During the fall as students return to school, Bishop Edward K. Braxton begins to fill his calendar with pastoral visits to diocesan Catholic elementary and high schools. This year is no different.

During his visits this fall, the bishop spoke to young people about the need to vote, to be informed about issues and that neither the bishop nor other clergy should tell people how to vote but that an informed voter, casting a ballot is not only a right but also a responsibility. One more school visit at Holy Trinity in Fairview Heights at the end of November will finish this group before scheduling the next visits.
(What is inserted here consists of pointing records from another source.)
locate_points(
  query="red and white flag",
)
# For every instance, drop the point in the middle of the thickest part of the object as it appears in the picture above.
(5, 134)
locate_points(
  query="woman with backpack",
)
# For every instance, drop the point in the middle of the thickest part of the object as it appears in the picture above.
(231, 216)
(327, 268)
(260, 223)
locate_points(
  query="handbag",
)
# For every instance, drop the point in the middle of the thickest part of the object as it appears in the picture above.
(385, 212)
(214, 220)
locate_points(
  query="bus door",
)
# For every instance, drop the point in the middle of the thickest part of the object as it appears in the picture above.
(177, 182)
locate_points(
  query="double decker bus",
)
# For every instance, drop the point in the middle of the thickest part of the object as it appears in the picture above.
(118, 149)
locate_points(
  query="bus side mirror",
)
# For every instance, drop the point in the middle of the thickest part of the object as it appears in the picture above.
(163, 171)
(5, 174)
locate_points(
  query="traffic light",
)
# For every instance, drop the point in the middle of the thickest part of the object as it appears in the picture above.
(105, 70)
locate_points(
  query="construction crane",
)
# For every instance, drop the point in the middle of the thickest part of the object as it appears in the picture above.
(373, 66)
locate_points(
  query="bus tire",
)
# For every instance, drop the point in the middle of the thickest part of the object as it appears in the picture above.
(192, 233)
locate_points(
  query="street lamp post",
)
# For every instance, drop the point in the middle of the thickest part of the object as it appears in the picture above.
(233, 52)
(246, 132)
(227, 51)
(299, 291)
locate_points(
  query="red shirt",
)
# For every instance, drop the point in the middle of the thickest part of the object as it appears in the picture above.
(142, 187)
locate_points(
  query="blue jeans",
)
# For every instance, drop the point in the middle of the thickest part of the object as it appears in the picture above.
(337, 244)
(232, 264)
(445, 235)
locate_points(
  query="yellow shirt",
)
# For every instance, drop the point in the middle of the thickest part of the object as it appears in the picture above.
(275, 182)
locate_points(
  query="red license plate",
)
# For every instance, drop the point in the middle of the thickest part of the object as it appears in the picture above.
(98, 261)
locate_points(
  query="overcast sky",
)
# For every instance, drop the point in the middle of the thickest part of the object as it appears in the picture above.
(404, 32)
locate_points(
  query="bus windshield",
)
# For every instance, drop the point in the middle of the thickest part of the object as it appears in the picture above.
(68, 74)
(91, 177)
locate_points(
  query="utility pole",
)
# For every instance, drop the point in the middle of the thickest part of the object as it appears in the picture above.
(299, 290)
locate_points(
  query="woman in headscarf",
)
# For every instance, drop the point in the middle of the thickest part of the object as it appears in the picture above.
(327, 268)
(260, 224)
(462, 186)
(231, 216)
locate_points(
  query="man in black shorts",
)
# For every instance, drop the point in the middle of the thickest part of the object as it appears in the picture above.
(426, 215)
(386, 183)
On Oct. 27, the bishop visited Sr. Thea Bowman Catholic School where he was celebrant and homilist at a Mass during his pastoral visit. In addition to students, faculty and staff, donors, benefactors and volunteers also attended the liturgy where the bishop thanked them for their help in sustaining the school. He also told them the story of the school’s namesake, including that Sr. Thea Bowman was a personal friend of his.

Principal, Daniel Nickerson, said he is happy to have visitors to the school “because once they visit our school, they realize that Sr. Thea’s spirit is alive and well in all that we do. By focusing on faith formation and the idea of being a Peacemaker first, our students build a unique relationship with God and a strong self-assurance that helps them navigate so many challenges in life.”

With more than 125 students, Sr. Thea Bowman keeps pace with the enrollment of other Catholic schools in the diocese. Some important facts about the school’s students: 100 percent graduate from high school, with many of them enrolling in Althoff Catholic High School in Belleville.
About 95 percent of graduates also go on to college after high school.

While more than 90 percent of the students receive Title I services and free or reduced lunch, they make great strides during their time as students at the school.
“Our holistic learning approach of language arts, math, science, religion and Spanish is integrated with our education through music and the arts,” Roberta Trost, advancement director, said. “Every student plays the violin, participates in liturgical praise dance, ballroom dance, choir and visual arts.”
Before Bishop Braxton visited the school, teachers reviewed his pastoral letter with the students.

While he noted the pastoral was meant for adults, the bishop said “students had some very good questions.”

Reflecting on the bishop’s visit, Nickerson said: “I am always amazed how we see strong academic growth after our students start to know who they are and what they are supposed to be doing in life based on the values we work so hard to instill in them.”